While male competiveness and egotism regularly feature as the backdrop of a central narrative, it is rare to see it garnered as a film’s central conceit. Chevalier, directed and written by Athina Rachel Tsangari (an associate of Dogtooth director Yorgos Lanthimos), takes this concept, and exploits it in an increasingly dark, comedic manner.
Six men, on board a private yacht, find their conversations and hitherto practised activities increasingly nullifying. When deciding upon which game to play next a discussion, in which Trivial Pursuit is proposed and instantly dismissed, leads to the positing of a game called Chevalier. So-called as the winner, as voted by the other participants, wins a Chevalier signet ring. The game in its original conception, consists of each participant creating a contest of their own choosing or imagination, and then each player scoring one another.
Instantly the game is upgraded. While it will still consist of the created contests, it is decided that each man’s everyday interactions and movements will simultaneously be scored. Thus, their conversation will be deemed too loud or too quiet, their sleeping posture will be critiqued and judged, and as the contest becomes increasingly male-driven, the very physical incarnation of their sex will be measured and compared in a clinical and detached manner.
As can be expected on board the yacht, the men interact with little else but one another, excluding some brief phone calls to loved ones back home. As such, the game takes on an increasingly heightened role, with each man determined to be ‘the best one in general’.
The film’s lack of women onscreen intelligently serves to highlight their absence, and in turn emphasise the absurdity of the men’s pursuit of masculinity. Many of the activities the contest involves are typically feminine – cleaning windows, polishing silver – yet, when placed in the context of a male-ego driven game, their feminine associations are forgotten. Instead, as the men throw themselves bodily across the windows of the boat, unintentionally aping the stereotypically sexualised car wash, they think only of their desire to be recognised as the best, regardless of the metric.
Tsangari’s script is sparse, with visual imagery often taking precedent over dialogue. Thus the film’s opening scene, in which the men return from a dive, features no dialogue initially, allowing the audience to witness the men’s physical interactions without distraction.

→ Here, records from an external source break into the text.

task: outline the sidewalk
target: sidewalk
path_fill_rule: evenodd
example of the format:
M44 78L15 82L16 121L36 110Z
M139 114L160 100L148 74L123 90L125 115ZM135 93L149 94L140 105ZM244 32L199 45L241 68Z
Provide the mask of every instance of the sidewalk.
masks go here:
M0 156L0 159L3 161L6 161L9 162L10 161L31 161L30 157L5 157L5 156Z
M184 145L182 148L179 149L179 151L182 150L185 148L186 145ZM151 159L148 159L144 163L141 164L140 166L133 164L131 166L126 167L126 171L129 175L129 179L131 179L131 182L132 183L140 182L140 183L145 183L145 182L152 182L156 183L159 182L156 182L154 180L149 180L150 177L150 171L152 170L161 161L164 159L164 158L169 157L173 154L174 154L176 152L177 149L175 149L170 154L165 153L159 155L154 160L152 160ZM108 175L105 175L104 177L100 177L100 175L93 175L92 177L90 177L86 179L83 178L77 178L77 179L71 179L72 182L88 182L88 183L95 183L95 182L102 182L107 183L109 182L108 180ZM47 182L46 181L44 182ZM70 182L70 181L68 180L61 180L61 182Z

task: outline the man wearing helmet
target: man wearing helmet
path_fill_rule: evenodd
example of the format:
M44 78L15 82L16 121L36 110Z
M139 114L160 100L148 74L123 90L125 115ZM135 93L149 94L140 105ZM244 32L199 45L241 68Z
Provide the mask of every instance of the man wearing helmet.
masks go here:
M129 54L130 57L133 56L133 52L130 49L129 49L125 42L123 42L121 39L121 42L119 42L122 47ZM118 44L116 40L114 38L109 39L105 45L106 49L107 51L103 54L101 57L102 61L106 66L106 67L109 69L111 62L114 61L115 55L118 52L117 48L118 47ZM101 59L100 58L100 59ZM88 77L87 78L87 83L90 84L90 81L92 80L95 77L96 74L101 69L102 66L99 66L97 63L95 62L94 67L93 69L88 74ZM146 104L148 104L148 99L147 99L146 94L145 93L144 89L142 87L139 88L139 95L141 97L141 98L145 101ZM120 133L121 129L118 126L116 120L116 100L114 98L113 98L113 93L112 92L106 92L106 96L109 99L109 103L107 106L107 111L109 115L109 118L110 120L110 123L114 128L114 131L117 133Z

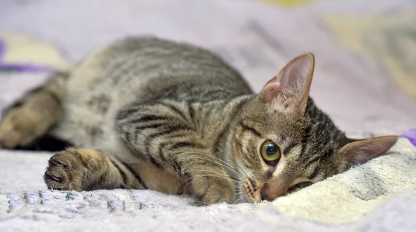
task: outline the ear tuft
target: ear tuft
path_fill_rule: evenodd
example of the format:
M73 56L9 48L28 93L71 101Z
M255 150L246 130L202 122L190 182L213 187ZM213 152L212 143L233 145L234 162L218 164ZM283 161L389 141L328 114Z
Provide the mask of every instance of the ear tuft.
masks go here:
M374 158L383 155L397 141L397 136L388 136L352 142L341 148L347 160L353 165L364 163Z
M292 60L263 87L263 102L275 109L304 114L314 66L315 57L310 53Z

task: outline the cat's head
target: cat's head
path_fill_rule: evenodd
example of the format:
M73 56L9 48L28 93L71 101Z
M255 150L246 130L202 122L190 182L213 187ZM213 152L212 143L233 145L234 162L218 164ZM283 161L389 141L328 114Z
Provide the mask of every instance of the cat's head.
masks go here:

The intention, or the reasoning behind the trip is never explicitly stated, and there is a clear sense that this time of the yacht is somehow separate, and isolated from external life, yet the experience will remain. This sense of the absurd is further highlighted through the regular punctuations of the captain’s inane on board announcements, in which the men are told, amongst other vital pieces of information, that tonight’s dessert has been replaced by another option and will not be as advertised.
With a muted colour palette, and a naturalistic approach to direction despite, or perhaps because of, the increasingly heighted scenarios that the men introduce, Chevalier is an engaging and absorbing drama. One which, despite its initial simplicity, deals with far greater complexity than is first apparent.